A key characteristic of Pearson correlation is it gives equal weight to each pair of the observations. 

In analyzing the features of rainfall pattern in Malaysia, the focal principal is that the daily rainfall is 
normally inherently skewed the right. This is reflected by how the data has high tendency to be skewed 
towards higher and only positive values. Consequently, affected observations are distinguished as outlying. 
Pearson correlation progressively reduces its advantages in significantly skewed distributions [8]. It would 
lower the discriminatory power due to the fact that outliers undoubtedly stick out in one observation, causing 
the information in an observation to be weakened [9]. Therefore, Pearson correlation might not be suitably 
applicable since the weight for each days are unequal, seeing how it is interconnected with the clustering 
result in highlighting the rainfall patterns.
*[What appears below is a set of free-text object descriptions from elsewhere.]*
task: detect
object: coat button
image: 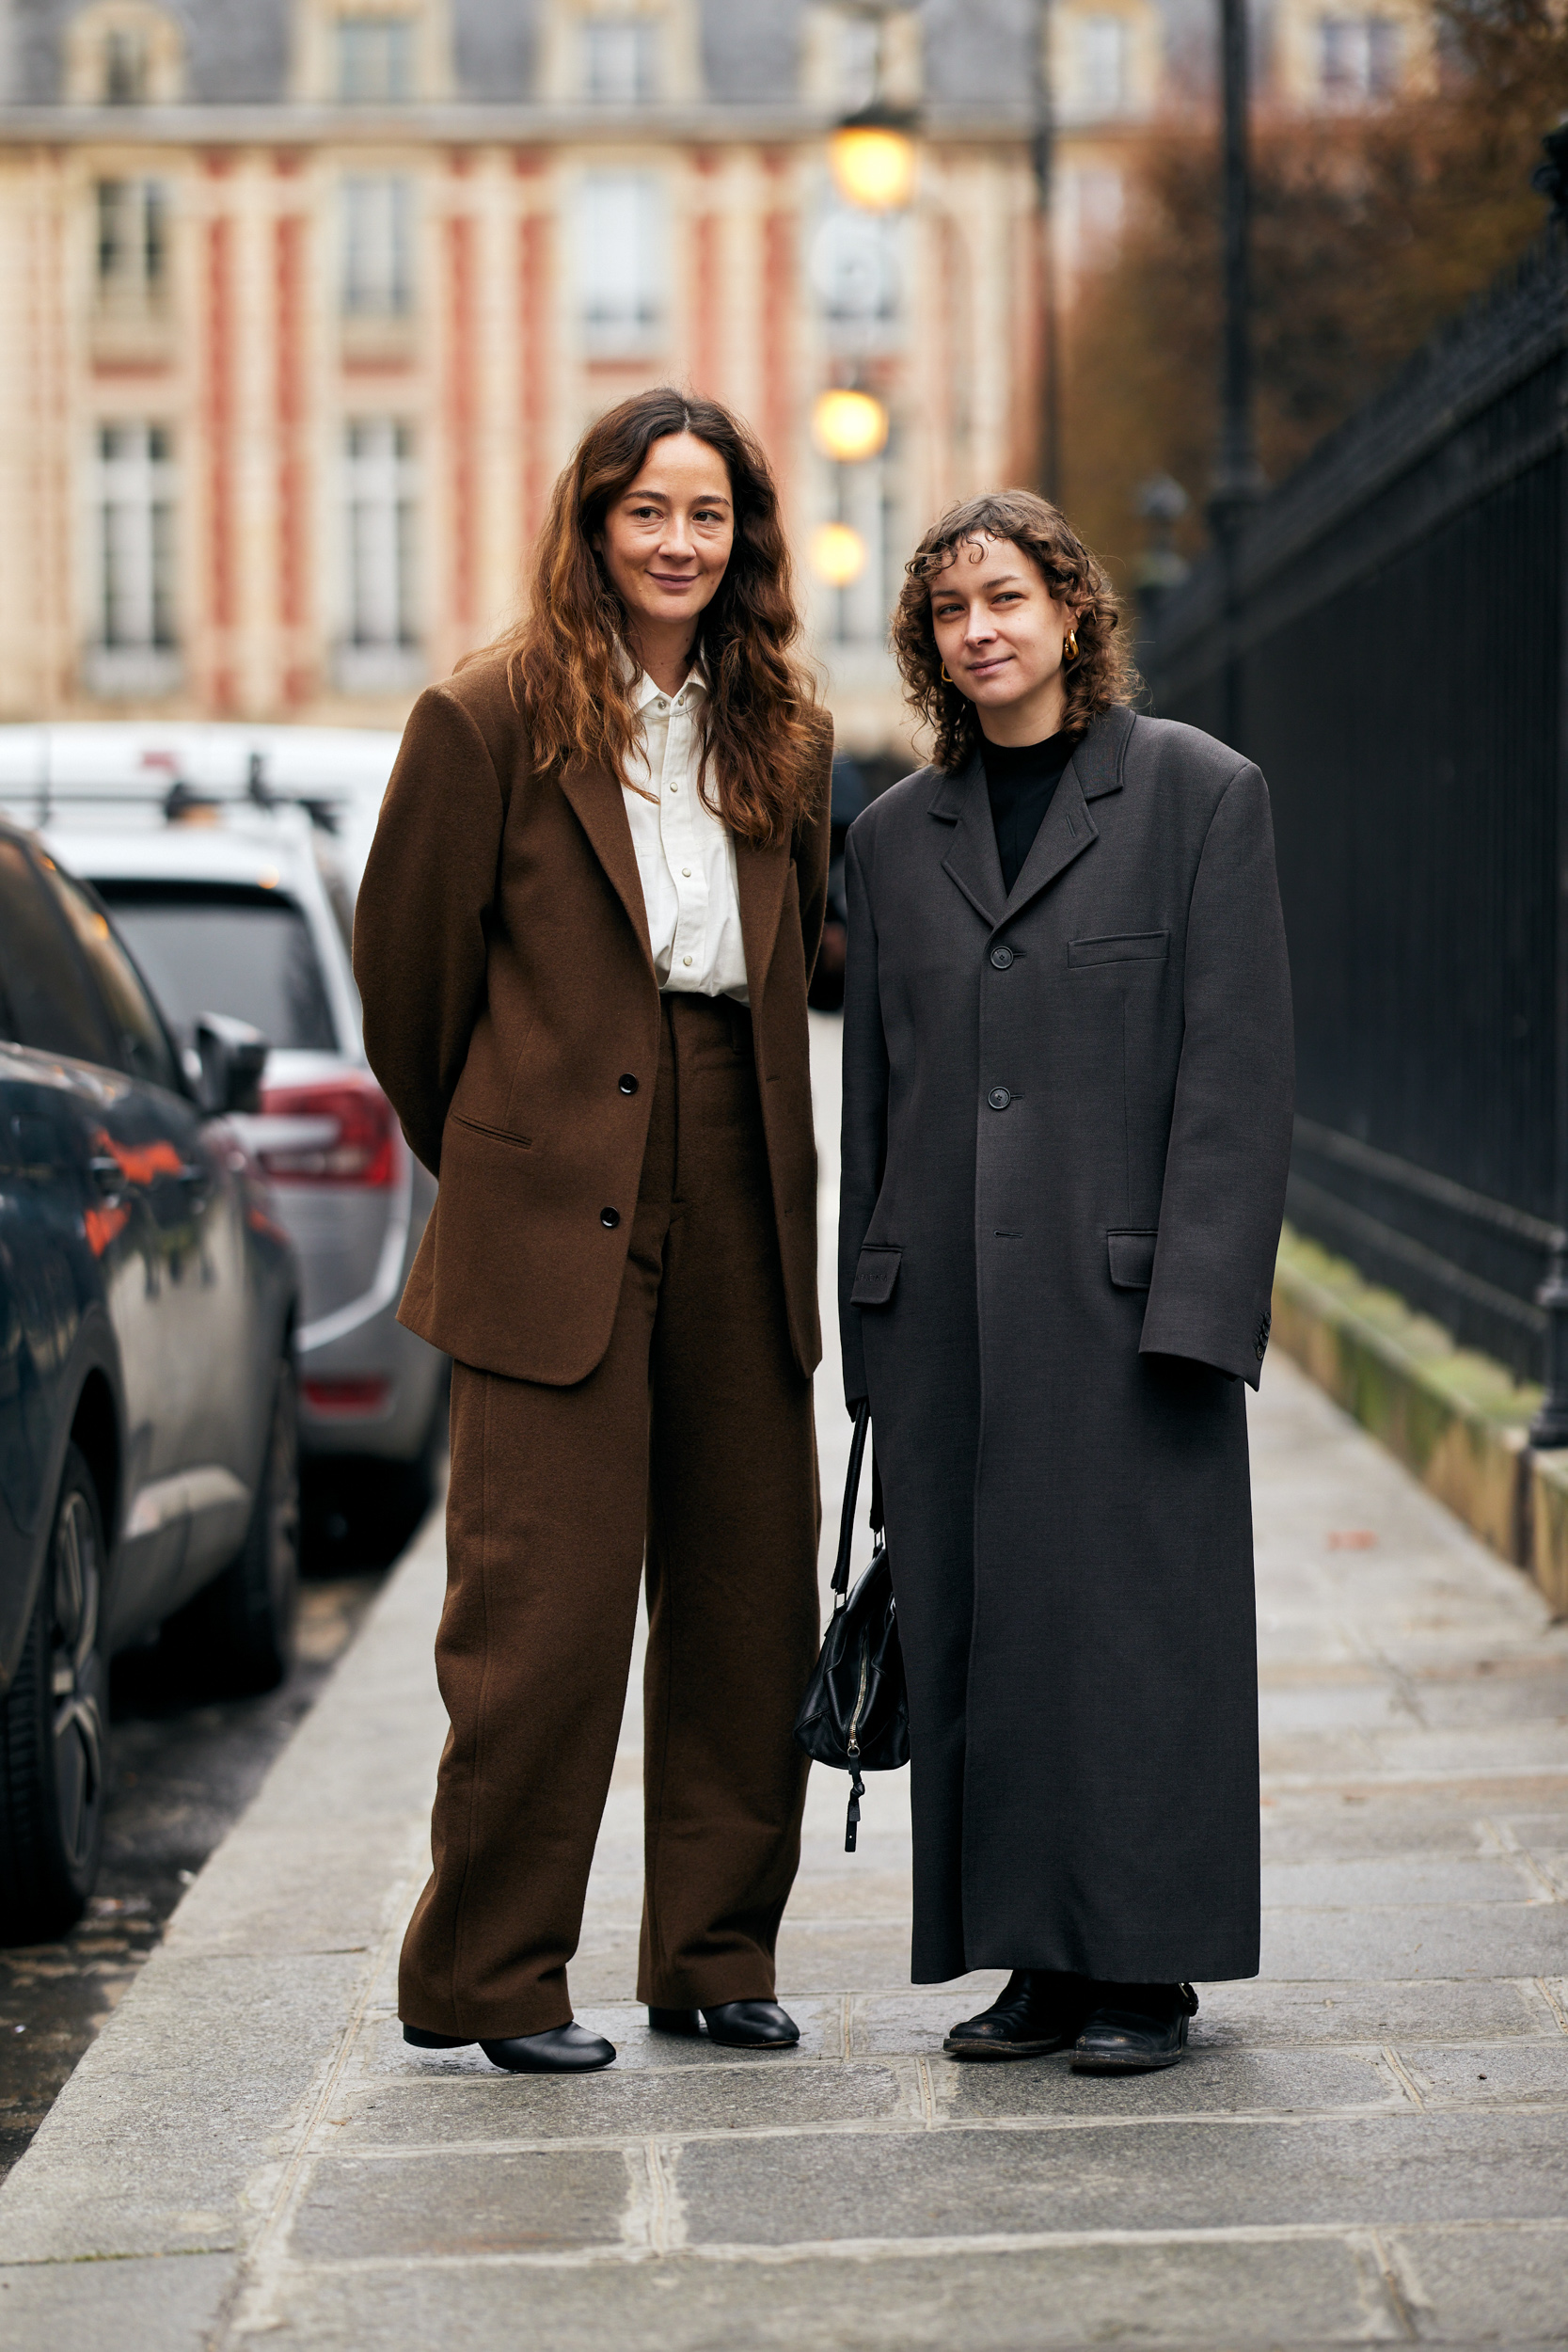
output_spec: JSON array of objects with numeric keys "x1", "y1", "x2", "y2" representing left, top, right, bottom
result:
[
  {"x1": 600, "y1": 1207, "x2": 621, "y2": 1229},
  {"x1": 990, "y1": 945, "x2": 1015, "y2": 969},
  {"x1": 618, "y1": 1073, "x2": 639, "y2": 1095},
  {"x1": 987, "y1": 1087, "x2": 1012, "y2": 1111}
]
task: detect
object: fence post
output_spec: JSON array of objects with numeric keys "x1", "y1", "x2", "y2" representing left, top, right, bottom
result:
[{"x1": 1530, "y1": 356, "x2": 1568, "y2": 1448}]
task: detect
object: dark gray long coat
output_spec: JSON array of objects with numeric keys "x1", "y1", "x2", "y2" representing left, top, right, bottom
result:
[{"x1": 839, "y1": 705, "x2": 1293, "y2": 1986}]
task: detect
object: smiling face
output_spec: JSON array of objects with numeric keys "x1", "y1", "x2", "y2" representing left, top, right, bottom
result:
[
  {"x1": 594, "y1": 431, "x2": 736, "y2": 679},
  {"x1": 927, "y1": 532, "x2": 1081, "y2": 745}
]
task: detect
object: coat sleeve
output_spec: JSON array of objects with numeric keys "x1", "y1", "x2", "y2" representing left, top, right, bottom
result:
[
  {"x1": 794, "y1": 715, "x2": 834, "y2": 981},
  {"x1": 1139, "y1": 761, "x2": 1294, "y2": 1389},
  {"x1": 352, "y1": 684, "x2": 506, "y2": 1178},
  {"x1": 838, "y1": 822, "x2": 890, "y2": 1406}
]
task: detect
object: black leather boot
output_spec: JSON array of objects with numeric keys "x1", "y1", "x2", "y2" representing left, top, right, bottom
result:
[
  {"x1": 647, "y1": 2000, "x2": 800, "y2": 2048},
  {"x1": 1071, "y1": 1983, "x2": 1198, "y2": 2074},
  {"x1": 942, "y1": 1971, "x2": 1095, "y2": 2060},
  {"x1": 403, "y1": 2022, "x2": 616, "y2": 2073}
]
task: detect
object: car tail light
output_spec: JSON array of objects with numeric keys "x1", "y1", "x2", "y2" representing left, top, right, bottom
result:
[
  {"x1": 254, "y1": 1075, "x2": 399, "y2": 1187},
  {"x1": 302, "y1": 1375, "x2": 391, "y2": 1414}
]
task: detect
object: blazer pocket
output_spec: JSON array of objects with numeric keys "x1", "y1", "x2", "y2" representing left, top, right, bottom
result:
[
  {"x1": 1106, "y1": 1228, "x2": 1159, "y2": 1290},
  {"x1": 449, "y1": 1110, "x2": 533, "y2": 1152},
  {"x1": 1069, "y1": 931, "x2": 1169, "y2": 968},
  {"x1": 850, "y1": 1245, "x2": 902, "y2": 1307}
]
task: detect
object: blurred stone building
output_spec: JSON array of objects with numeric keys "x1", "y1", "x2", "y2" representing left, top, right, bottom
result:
[{"x1": 0, "y1": 0, "x2": 1434, "y2": 749}]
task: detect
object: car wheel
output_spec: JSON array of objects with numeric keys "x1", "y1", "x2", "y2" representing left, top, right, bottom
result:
[
  {"x1": 174, "y1": 1359, "x2": 300, "y2": 1697},
  {"x1": 0, "y1": 1444, "x2": 109, "y2": 1945}
]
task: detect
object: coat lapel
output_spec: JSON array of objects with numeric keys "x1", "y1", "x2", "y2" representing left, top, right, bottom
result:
[
  {"x1": 735, "y1": 831, "x2": 792, "y2": 1006},
  {"x1": 999, "y1": 706, "x2": 1137, "y2": 928},
  {"x1": 932, "y1": 754, "x2": 1006, "y2": 929},
  {"x1": 558, "y1": 759, "x2": 656, "y2": 976}
]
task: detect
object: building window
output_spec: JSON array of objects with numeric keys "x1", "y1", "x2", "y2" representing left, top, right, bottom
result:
[
  {"x1": 337, "y1": 16, "x2": 414, "y2": 102},
  {"x1": 103, "y1": 25, "x2": 149, "y2": 101},
  {"x1": 1058, "y1": 163, "x2": 1126, "y2": 269},
  {"x1": 96, "y1": 180, "x2": 166, "y2": 304},
  {"x1": 94, "y1": 423, "x2": 175, "y2": 652},
  {"x1": 578, "y1": 172, "x2": 663, "y2": 355},
  {"x1": 582, "y1": 17, "x2": 659, "y2": 102},
  {"x1": 344, "y1": 421, "x2": 418, "y2": 650},
  {"x1": 1078, "y1": 13, "x2": 1129, "y2": 114},
  {"x1": 342, "y1": 177, "x2": 414, "y2": 315},
  {"x1": 1320, "y1": 15, "x2": 1401, "y2": 99}
]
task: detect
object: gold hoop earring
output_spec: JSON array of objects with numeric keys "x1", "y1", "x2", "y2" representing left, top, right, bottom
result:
[
  {"x1": 941, "y1": 662, "x2": 954, "y2": 683},
  {"x1": 1064, "y1": 631, "x2": 1079, "y2": 664}
]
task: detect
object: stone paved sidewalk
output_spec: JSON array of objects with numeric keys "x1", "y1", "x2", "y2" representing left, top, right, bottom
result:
[{"x1": 2, "y1": 1018, "x2": 1566, "y2": 2348}]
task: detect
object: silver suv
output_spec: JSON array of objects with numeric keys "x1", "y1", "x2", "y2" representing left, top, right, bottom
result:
[{"x1": 0, "y1": 727, "x2": 444, "y2": 1556}]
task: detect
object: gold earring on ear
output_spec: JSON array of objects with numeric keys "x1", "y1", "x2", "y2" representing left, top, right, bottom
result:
[
  {"x1": 1064, "y1": 630, "x2": 1079, "y2": 663},
  {"x1": 941, "y1": 663, "x2": 954, "y2": 683}
]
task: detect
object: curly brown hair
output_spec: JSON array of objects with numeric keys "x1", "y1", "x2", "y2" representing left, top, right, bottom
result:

Cluster analysis has been developed to subdivide observations of 
similar patterns and dissimilar patterns accordingly into different clusters. Typically, classical clustering 
techniques in climate data apply the algorithms to either the rows or the columns within time or space 
domains of the data matrix separately [10-14]. In time-clustering techniques, segments of time are detected 
where the values of the time series are similar to each other [15]. Also, classical clustering technique 
typically divides the database of rainfall patterns into clusters with the assumption that every rainfall pattern 
belongs to only one specific cluster. This implies that the members of each cluster are exclusive and 
exhaustive to one and only one cluster. However, in practice, this is rarely true. 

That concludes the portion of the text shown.